Biz dediği Sezer Sezin’di. ‘Vurun Kahpeye’ kitabını o seçtiği gibi’ Aliye öğretmen’ rolünü kendisinin oynayacağı doğaldı. Bu nedenle kafa dengi, rahat konuşacağı, ortak çalışma yapabileceği bir yönetmen arıyordu. Benim bu işin altından kalkabileceğime kendince inanmış olacaktı.” (2)
Filme çekilecek öyküyü Sezer Sezin belirlemiştir, sonrasında senaryo çalışmalarına katılmış, filmi kimin yöneteceğini belirlemiş ve başrolünü oynamıştır.
“Erman Kardeşler” film şirketinin kurulmasında, “Damga” filminde yaşanan süreçte, sonrasında kimi oyuncuların, yönetmenlerin sinemaya kazanılmasında Sezer Sezin’in önemli katkıları vardır. “Sezer Sezin’in bulduğu bir hikâye ile Hürrem Erman kararını verdi ve ‘Damga’ adını koyacakları filmi Adapazarı’nda çekmeye koyuldular. (…) Baş erkek oyuncunun, elektrik idaresinde çalışırken Sezer Sezin’in zoruyla filmde oynamaya razı olduğu söyleniyordu. Adı Memduh’tu. İleriki yıllarda sinemamızın sözü edilen yönetmenlerinden biri olacaktı.” (3) Sözü edilen başrol oyuncusu Memduh, filmde Turhan Ün adıyla oynayan sonraki yılların usta yönetmeni Memduh Ün’dür.
“Sezer Sezin ‘Damga’ filmindeki başarısına ‘Vurun Kahpeye’ filmindeki başarısını da katarak Türk sinemasının ilk gerçek yıldızı oluyor.” (4) Örnekler çoğaltılabilir, belge ve kaynak çok, tanıklar hayatta.
“Arkadaşlarım oldu, Şakir Sırmalı, Hürrem Erman arkadaşımdı. Adapazarı’nda sinemaları vardı Hürrem’in ailesinin, buradan film alıp gönderiyordu. O sıralar Şakir Sırmalı bir film yapıyordu. Önceleri Muhsin (Ertuğrul) Bey çekiyordu, Sonraları Baha Gelenbevi, Faruk Kenç filmler yaptı. Amatör bir sevgi içindeydiler. Hiçbir zaman Türk sineması bir sanayi olamadı. Arap filmleri zaten almış başını gidiyor. Taksim Sineması tamamen Arap filmi, ecnebi filmler. Türk filmleri zaten çok az, o da sinema buluyorsa buluyor, en fazla bir hafta oynuyordu. Şakir’le de iyi arkadaşız, o film yapmaya başlayınca ben de Hürrem Erman’a baskı yaptım, ‘İlla film yapalım’ diye. ‘Ben anlamam, nasıl yapacağız’ dedi. ‘Yaparız, niye yapamayalım; bak Şakir de yapıyor, yapıyorlar.
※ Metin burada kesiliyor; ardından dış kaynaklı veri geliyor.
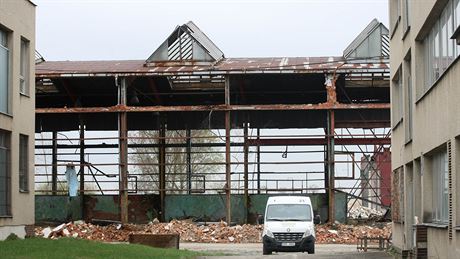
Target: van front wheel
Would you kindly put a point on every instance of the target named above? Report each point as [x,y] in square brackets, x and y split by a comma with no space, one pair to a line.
[266,251]
[311,249]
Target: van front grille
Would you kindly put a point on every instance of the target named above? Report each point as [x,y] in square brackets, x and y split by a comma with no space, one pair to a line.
[288,236]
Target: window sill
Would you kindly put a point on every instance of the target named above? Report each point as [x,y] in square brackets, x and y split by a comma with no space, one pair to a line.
[7,114]
[397,124]
[437,81]
[395,27]
[434,225]
[408,142]
[405,33]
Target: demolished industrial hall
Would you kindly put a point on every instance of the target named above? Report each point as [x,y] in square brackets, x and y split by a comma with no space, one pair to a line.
[190,133]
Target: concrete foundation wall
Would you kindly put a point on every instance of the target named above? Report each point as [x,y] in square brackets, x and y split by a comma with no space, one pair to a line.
[17,18]
[144,208]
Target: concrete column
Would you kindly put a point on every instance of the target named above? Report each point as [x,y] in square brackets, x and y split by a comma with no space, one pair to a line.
[189,161]
[54,166]
[331,165]
[246,170]
[258,161]
[123,153]
[227,152]
[82,157]
[162,166]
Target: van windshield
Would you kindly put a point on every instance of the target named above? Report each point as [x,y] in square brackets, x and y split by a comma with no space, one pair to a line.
[289,212]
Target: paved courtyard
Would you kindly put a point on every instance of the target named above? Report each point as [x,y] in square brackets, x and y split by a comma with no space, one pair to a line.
[254,250]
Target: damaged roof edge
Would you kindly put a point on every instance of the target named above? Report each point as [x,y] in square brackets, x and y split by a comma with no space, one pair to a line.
[371,27]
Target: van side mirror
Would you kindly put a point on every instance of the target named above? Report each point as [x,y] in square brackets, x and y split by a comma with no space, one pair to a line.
[260,219]
[317,219]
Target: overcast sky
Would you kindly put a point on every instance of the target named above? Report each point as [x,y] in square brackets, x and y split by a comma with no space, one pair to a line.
[133,29]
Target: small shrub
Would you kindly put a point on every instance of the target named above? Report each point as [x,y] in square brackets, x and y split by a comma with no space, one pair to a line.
[12,237]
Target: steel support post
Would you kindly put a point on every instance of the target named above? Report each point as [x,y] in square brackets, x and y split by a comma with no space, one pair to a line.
[246,170]
[54,167]
[123,152]
[162,166]
[227,153]
[189,160]
[258,161]
[82,157]
[331,165]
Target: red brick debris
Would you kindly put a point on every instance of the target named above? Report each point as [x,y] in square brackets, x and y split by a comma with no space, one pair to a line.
[210,233]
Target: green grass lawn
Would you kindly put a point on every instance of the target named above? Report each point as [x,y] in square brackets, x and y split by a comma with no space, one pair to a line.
[67,248]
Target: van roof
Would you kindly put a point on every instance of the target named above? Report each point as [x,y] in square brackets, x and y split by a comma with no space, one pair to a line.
[289,200]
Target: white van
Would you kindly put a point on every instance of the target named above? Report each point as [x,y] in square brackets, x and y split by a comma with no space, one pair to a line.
[288,225]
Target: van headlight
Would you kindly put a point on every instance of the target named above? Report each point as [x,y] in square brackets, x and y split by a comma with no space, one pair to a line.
[307,233]
[267,233]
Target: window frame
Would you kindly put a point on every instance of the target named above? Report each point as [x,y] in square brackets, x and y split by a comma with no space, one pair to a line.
[408,105]
[397,95]
[438,41]
[440,187]
[4,45]
[405,18]
[395,16]
[24,67]
[23,163]
[5,144]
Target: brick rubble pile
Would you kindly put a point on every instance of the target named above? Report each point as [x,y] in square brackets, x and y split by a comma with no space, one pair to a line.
[210,233]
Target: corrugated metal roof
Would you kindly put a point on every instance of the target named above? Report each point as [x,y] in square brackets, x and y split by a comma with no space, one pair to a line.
[370,28]
[202,39]
[225,66]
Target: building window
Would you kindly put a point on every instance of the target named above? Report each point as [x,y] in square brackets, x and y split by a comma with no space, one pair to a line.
[408,105]
[24,68]
[5,178]
[395,15]
[405,17]
[440,50]
[23,163]
[4,70]
[397,98]
[440,187]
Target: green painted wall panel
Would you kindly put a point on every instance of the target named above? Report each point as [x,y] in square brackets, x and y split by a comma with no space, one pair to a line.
[57,208]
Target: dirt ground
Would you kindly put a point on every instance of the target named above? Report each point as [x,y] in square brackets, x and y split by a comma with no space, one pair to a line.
[254,250]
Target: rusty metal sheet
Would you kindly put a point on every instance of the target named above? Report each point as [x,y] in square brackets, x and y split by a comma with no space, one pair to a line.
[226,66]
[223,107]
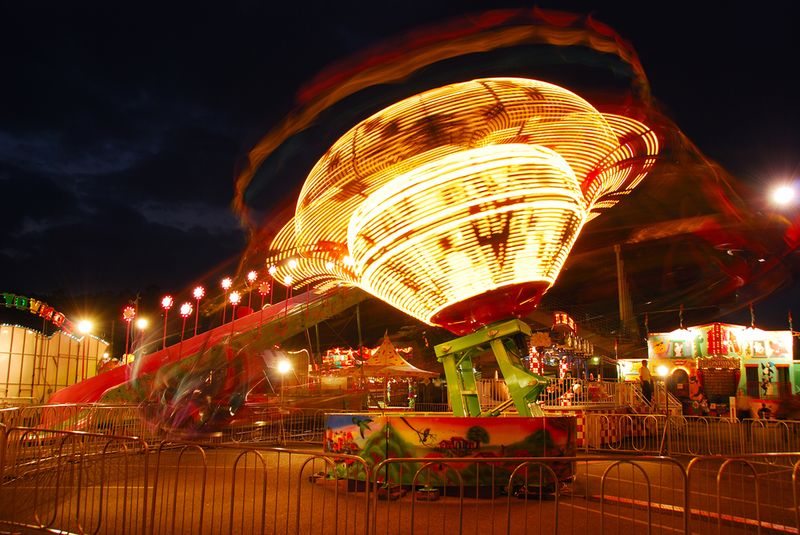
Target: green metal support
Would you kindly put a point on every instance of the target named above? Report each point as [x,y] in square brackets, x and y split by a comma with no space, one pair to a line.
[457,355]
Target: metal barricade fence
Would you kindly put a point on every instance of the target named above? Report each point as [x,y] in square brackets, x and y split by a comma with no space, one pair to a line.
[72,482]
[195,488]
[688,435]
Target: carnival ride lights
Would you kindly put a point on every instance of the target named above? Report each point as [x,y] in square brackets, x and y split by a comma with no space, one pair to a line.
[460,205]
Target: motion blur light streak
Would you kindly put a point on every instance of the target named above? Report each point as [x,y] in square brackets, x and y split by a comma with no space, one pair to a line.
[460,205]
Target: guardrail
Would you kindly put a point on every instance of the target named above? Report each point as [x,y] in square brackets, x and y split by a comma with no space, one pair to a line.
[91,483]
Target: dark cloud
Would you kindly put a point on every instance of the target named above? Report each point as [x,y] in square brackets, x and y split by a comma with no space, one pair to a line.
[122,124]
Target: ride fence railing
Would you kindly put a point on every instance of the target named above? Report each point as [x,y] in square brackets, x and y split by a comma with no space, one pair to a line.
[70,482]
[689,435]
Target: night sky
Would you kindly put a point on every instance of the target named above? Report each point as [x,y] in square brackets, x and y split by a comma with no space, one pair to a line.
[123,125]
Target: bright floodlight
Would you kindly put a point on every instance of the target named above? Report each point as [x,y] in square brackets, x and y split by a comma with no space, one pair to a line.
[199,292]
[783,195]
[186,310]
[284,366]
[460,205]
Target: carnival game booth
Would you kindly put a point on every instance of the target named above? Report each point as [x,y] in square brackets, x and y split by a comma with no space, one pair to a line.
[705,365]
[389,380]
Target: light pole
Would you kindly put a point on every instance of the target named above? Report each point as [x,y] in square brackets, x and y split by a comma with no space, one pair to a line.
[141,324]
[284,367]
[128,313]
[198,294]
[287,281]
[272,270]
[663,371]
[84,327]
[263,290]
[252,276]
[166,304]
[235,297]
[226,285]
[185,311]
[308,361]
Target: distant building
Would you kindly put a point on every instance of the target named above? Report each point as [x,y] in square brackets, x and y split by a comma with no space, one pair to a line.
[40,352]
[705,365]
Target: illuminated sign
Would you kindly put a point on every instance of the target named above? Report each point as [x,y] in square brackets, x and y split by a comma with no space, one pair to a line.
[41,309]
[721,340]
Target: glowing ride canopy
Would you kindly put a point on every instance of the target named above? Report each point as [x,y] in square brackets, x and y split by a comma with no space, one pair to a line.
[460,205]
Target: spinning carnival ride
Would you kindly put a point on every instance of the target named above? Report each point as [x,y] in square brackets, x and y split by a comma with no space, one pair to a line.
[459,206]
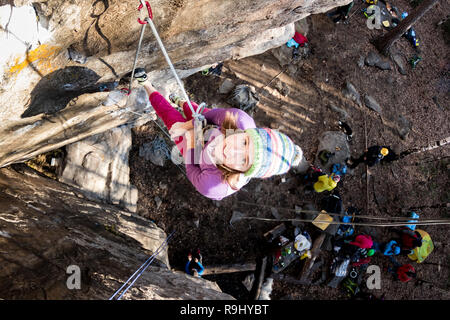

Sonra bana ‘Param yok benim’ dedi. Ben de ‘Borç buluruz’ dedim. O, ailesinden borç buldu, ortak kurduk şirketi. Hürrem’i ben zorladım film yapmaya, hiç niyeti yoktu. İsim ne koyalım diye düşünürken ‘Erman Kardeşler’ olsun dedim.
Eseri seçiyorum, senaryo aşamasında da oturup beraber çalışıyorum, yönetmeni seçiyorum, oyuncu seçimine kadar benim inisiyatifimdeydi. Fikret Arıt’ın ‘Güzel Yuana’sını okumuştum. Bunu film yapalım dedim. Okudu, çok beğendi ve hemen bunu senaryo şekline getir dedi. Seyfi Havaeri o zaman filmler yapıyordu, yönetmen olarak onu seçtim, filme (Damga) başladık. O ara Şakir Sırmalı’yla çalışan, hesap işlerine bakan Lütfi Akad, Hürrem’le tanışıyor, sonra benle tanıştırıyor Hürrem. Arkadaş oluyoruz. Biz bu işlere girince Lütfi Akad da bizim muhasebemize, mali işlerimize bakmaya başlıyor. Sonuçta biz ‘Damga’ filmini yaptık. Bir hafta oynasın diye biz böyle can havliyle bakarken dört hafta oynadı. İlk beni meşhur eden ‘Damga’dır. ‘Damga’ damgalamıştır Türk sinemasını. Arkadan ‘Vurun Kahpeye’ gelince işte Türk sinemasının ilk starı oldum.
Damga filmi Türk sinemasını canlandırmıştır, sanayi olabilmesi yolunda ilk adımı atmıştır. ‘Damga’ büyük bir iş yapınca, arkasından ‘Vurun Kahpeye’ de büyük iş yaptı, Taksim meydanında kadar uzun kuyruklar oluştu ve sonra ne oldu, biraz para bulan, evini barkını satan geldi filmciliğe girdi. Ben de biraz sebep oluyorum sanırım, payım vardır.” (5)
(*) “Sinemamızda kadın oyuncular… İlk kadın yıldızlarımız…” başlıklı yazı Mesut Kara’nın “Türk Sineması’da 100 Kadın” adlı yayınlanmamış kitabından kısaltmalarla alınmıştır.
(1) Alim Şerif Onaran. lütfi Ö. Akad. Afa Yayınları, 1990
(2–3–4) Lütfi Akad. Işıkla Karanlık Arasında. Türkiye İş Bankası Kültür Yayınları, 2004
(5) Mesut Kara. “Türk Sineması’da 100 Kadın” adlı yayınlanmamış kitabından kısaltmalarla alınmıştır. (Not: Sezer Sezin’le Temmuz 1996’da başlayan ve günümüze kadar süren görüşmelerimizden… Bu görüşmelerden edindiğim bilgilerin küçük bir kısmı “Yeşilçam’da Unutulmayan Yüzler” adlı kitabımda, bir kısmı yaptığım bir televizyon programında yer aldı.)